Until then, the polarised political scene held back reform, in particular privatisation, which is one of the most contentious issues in Slovenia - something the country has in common with other former Yugoslavian states. Guardiancich attributes this partly to Slovenia’s long history under foreign occupation. However, he adds that a bigger problem than the ownership structure is “the type of governance structures inherited from socialist Yugoslavia and the absolutely inefficient privatisation process”.
Substantial parts of the economy remain in state hands. An attempt to sell one of Slovenia’s largest and most profitable companies, telecoms incumbent Telekom Slovenije, flopped in 2014. Plans to sell the country’s largest bank, Nova Ljubljanska Banca (NLB) could also be held back by controversy over the appointment of new board members.
Both Guardiancich and Prijon warn that the lack of deep structural reforms could hold back Slovenia’s growth in future. “The unstable equilibrium endured for the first 15 years of sustained growth because Slovenia was catching up,” Guardiancich says, but notes that even before the crisis, growth started to slow and concerns were raised about the future. “Slovenian exports were slowly losing their competitiveness ... all the symptoms were piling up, rendering the economy more vulnerable in time.”
Meanwhile, Prijon points to the relatively low levels of FDI in Slovenia compared to CEE countries, and criticises the “non-transparent ownership transformations along with a non-liberal economic system dominated by strong centralisation ... which remain the key legacy of the Slovenian economic transition.” These factors reduce the potential of the Slovenian economy, she concludes.
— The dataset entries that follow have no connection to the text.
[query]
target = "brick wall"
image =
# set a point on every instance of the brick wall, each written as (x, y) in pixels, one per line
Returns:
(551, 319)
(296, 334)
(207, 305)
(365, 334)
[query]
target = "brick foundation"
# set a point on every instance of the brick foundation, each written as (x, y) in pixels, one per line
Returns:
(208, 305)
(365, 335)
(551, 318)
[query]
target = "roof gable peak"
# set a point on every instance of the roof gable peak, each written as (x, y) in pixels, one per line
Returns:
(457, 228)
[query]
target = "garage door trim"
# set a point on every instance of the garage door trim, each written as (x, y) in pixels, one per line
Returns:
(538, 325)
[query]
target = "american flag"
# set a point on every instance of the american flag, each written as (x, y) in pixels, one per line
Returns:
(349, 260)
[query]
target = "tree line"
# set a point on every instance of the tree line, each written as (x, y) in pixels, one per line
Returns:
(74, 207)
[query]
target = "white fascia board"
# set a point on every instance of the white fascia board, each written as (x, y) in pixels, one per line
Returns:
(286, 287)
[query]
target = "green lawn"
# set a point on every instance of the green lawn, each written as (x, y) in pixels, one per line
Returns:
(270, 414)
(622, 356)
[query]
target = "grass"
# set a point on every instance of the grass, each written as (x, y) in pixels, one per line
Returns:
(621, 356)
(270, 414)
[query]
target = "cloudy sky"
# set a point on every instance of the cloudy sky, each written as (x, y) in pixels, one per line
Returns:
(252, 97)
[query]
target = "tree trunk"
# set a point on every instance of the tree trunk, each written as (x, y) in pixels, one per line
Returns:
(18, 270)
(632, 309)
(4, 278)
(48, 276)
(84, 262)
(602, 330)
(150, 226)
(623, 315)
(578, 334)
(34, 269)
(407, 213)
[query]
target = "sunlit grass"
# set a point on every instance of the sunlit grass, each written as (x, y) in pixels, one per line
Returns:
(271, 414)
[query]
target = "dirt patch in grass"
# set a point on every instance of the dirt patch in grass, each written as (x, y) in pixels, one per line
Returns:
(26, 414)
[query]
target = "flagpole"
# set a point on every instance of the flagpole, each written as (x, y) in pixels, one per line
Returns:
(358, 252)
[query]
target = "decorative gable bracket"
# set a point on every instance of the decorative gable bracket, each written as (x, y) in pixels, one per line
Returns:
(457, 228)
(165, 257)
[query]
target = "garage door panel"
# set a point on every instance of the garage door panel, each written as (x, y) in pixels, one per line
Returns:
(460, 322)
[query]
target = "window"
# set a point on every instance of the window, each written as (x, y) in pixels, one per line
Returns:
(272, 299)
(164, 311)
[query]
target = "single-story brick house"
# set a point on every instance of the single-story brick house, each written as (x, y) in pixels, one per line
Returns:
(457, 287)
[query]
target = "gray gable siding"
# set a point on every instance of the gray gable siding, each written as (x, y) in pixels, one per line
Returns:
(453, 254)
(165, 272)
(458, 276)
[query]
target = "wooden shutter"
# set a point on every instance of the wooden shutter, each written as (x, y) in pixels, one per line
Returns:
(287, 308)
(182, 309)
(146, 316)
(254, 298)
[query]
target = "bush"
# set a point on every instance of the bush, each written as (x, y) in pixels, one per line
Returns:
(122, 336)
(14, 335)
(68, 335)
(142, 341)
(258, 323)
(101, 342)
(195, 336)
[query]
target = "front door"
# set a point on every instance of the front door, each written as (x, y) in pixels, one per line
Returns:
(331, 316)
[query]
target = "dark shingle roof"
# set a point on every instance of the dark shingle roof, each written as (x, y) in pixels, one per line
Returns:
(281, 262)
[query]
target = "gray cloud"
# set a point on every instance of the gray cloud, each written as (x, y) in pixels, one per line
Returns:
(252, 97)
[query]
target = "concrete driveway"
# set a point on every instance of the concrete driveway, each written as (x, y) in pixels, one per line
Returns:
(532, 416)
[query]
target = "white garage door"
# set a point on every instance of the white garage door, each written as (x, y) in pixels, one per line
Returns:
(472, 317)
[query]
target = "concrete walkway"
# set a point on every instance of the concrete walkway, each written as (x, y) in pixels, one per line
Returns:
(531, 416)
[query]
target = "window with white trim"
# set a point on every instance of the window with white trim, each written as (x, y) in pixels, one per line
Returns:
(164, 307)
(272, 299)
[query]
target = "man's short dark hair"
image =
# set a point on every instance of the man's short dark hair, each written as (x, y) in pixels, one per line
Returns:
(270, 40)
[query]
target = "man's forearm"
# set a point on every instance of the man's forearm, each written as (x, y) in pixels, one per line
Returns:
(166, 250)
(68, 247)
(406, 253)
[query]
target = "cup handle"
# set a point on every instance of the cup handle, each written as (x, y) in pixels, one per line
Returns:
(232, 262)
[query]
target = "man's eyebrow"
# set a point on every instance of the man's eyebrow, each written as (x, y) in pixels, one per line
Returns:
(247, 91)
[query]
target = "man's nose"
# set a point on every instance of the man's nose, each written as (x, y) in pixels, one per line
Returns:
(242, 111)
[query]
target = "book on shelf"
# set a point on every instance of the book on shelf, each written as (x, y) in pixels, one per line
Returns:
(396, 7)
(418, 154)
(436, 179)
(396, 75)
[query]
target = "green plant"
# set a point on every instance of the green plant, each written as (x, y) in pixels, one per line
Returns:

Slovenia is still far ahead of other countries from the region; even Croatia, the only other ex-Yugoslavian EU member, is in no danger of catching it up any time soon. GDP growth has rebounded since the crisis, and despite a small dip this year, is set to revive to a healthy 2.3% in 2017 according to the European Commission. However, in the longer-term, Slovenia will have to pursue reforms, specifically privatisation, if it is to remain competitive.
This article is part of a series bne IntelliNews is running to mark the 25th anniversary of the split of Yugoslavia on June 25.